What’s NTP (Network Time Protocol)
This post is about NTP Software implementations actually, but I have to write some words about NTP. NTP is an angle for financial applications, actually some of services such as banking services are very depended to clock synchronizations protocols. NTP is an ancient thing, it is more than 30 years old and even older than Windows 7 and Windows XP.
NTP was designed by David L. Mills of the University of Delaware. I should thank the man more than Steve Jobs!
NTP is intended to synchronize all participating computers to within a few milliseconds of Coordinated Universal Time(UTC). It uses the intersection algorithm, a modified version of Marzullo’s algorithm, to select accurate time servers and is designed to mitigate the effects of variable network latency. NTP can usually maintain time to within tens of milliseconds over the public Internet, and can achieve better than one millisecond accuracy in local area networks under ideal conditions. Asymmetric routes and network congestion can cause errors of 100 ms or more.

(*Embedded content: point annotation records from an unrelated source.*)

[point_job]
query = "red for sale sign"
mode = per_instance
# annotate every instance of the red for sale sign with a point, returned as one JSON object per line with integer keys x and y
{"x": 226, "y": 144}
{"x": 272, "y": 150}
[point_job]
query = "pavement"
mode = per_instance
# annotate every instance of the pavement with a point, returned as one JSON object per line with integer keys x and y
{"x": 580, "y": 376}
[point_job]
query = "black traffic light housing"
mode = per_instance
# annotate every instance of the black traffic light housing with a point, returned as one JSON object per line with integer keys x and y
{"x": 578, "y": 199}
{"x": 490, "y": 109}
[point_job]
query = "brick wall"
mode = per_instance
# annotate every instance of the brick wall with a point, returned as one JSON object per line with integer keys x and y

The protocol is usually described in terms of a client-server model, but can as easily be used in peer-to-peer relationships where both peers consider the other to be a potential time source. Implementations send and receive timestamps using the User Datagram Protocol (UDP) on port number 123. They can also use broadcasting or multicasting, where clients passively listen to time updates after an initial round-trip calibrating exchange. NTP supplies a warning of any impending leap second adjustment, but no information about local time zones or daylight saving time is transmitted.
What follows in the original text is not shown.